Se hizo de noche y el pibe no apreció. Lucas no me hablaba mucho, seguro me veía como el factor del quilombo. Se sentía mucha adrenalina en el aire. Tensión. Ya de madrugada Fede me dijo que si de verdad quería mis cosas tendría que ir al palmar a buscarlo y que sino lo dejase ir. La idea de meterme en ese bosque me dio terror pero después de pensarlo un rato concluí que Fede tenía razón. Me sentí listo. Yo sólo quería mis cosas. A lo mejor el pibe no quería bardo y me las daba y listo. A lo mejor se pudría todo. Caminé solo para allá. Pensé que Fede me acompañaría después de tanto agitarla pero no quería saber nada. Le tenía miedo. Yo también tenía miedo pero igual fui. Er alago inexpicable todo me decía que deje ir las cosas pero mi cuerpo avanzaba. La noche estaba oscura como la anterior y al entrar en la arboleda se volvió la penumbra misma.
Yo arrastraba despacio los pies para no tropezar con nada que me mandara al frente. No anduve mucho hasta que lo vi. Estaba recostado entre dos palmeras. Yo y casi no sentía miedo, o que me daba algo de miedo pero ese miedo ya era otra cosa. Hice algunos ruidos al tropezar con unas hojas de palma. En el silencio sonó fuerte, me agache al lado de una palmera y lo vi mirar alrededor, se quedó mirando unos segundos adonde estaba yo pero no me vió. Yo tomé un coco del piso, me paré rápido, apunté bien y se lo tiré con toda mi fuerza. Le pasó muy cerca y pegó en una palma detrás de él. Se paró y dijo en voz muy fuerte – argentino boludo- se rió y sacó el cuchillo. – ¿Querés tus cosas? Vení a buscarlas boludo. Vení que te voy a sacar las tripas.
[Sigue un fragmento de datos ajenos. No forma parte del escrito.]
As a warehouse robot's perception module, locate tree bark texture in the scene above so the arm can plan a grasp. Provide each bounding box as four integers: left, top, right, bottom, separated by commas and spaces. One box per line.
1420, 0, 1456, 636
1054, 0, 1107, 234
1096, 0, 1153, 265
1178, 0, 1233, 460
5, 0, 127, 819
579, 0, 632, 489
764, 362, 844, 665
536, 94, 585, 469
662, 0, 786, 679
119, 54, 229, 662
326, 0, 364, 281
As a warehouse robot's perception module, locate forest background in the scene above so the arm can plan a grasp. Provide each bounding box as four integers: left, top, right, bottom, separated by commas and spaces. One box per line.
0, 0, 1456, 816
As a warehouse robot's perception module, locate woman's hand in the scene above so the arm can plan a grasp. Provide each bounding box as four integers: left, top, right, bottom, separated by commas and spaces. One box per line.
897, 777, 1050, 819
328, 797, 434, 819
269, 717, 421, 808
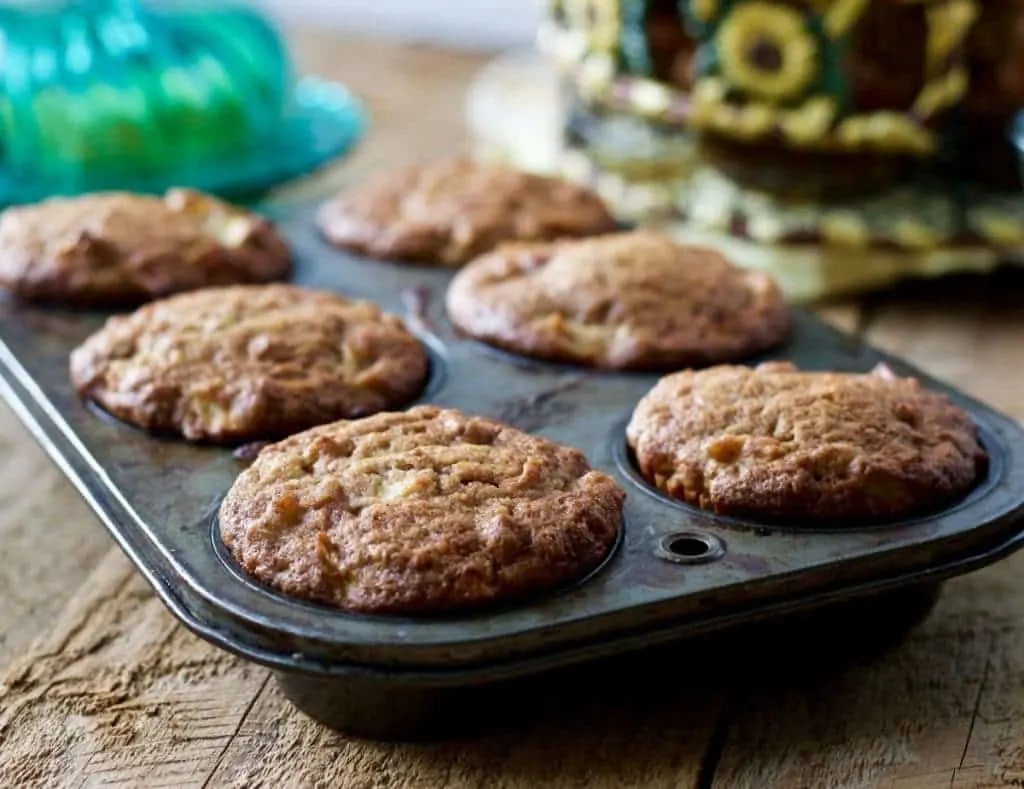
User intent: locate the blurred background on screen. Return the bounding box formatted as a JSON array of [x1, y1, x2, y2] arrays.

A cada palabra avanzaba un paso más. El cuchillo reflejaba algo de luz la poca de la noche. – Me mata – me dije. No estaba ni a tres metros cuando vi la piedra. Entraba en mi mano cerrada pero era bien pesadita. Esta vez no le podía pifiar. Mientras pensaba en eso mi instinto le tiró un piedrazo. Estaba muy cerca. Le dio entre la nariz y el ojo izquierdo. Se quedó parado, sin perder la sonrisa. – Boluuudo- dijo y su nariz y su ojo empezaron a sangrar. Y se desplomó. Se movía en el piso como intentando levantarse. Di dos pasos bien largo hasta él y le saqué el cuchillo. Todavía lo tenía en la mano. Se lo traté de sacar y forcejeamos. Me agarró fuerte. Tenía el ojo todo blanco y lleno de sangre. Eso ya no era un ojo. Me costó sacarle el cuchillo a pesar de que estaba medio tarado por el cascotazo. Hundírselo en el corazón fue más fácil. Parecía que nunca iba a dejar de moverse. Pero lo hizo. Me quedé unos segundos ejerciendo presión hasta que vi que todo había terminado. Sentí una mano en el hombro. Lucas. Me preguntó si estaba bien. Miró el cuerpo y me dijo que había que descartarlo rápido. Se me ocurrió atarle unas rocas con los cabos de la carpa. Lo tiramos al abismo que estaba al final de los corales. Se hundió rápido y se fue al fondo del mar. Antés recuperé mis dólares de su bolsillo. Algo raro, no estaban todos ¿Qué los habría hecho?
El día siguiente fue muy tranquilo. Ni se mencionó el tema. De a ratos me invadía la sensación de que no tenía ni una sombra de preocupación en el mundo. Entrada la tarde apareció la lancha del Ojilla. No me había garcado después de todo. Los pibes se quedaron ahí. Yo me subí a la lancha y me senté en un tablón con los piés hundidos en el agua que había en el piso.
–Veo que no hubo problemas con los bandidos-
- Tengo un Ángel aparte. ¿qué profundidad hay cuando termina el coral?-
- Pfffff, no se. Pero mucha.-
Yo nunca había visto un mar tan azul ni arena tan blanca.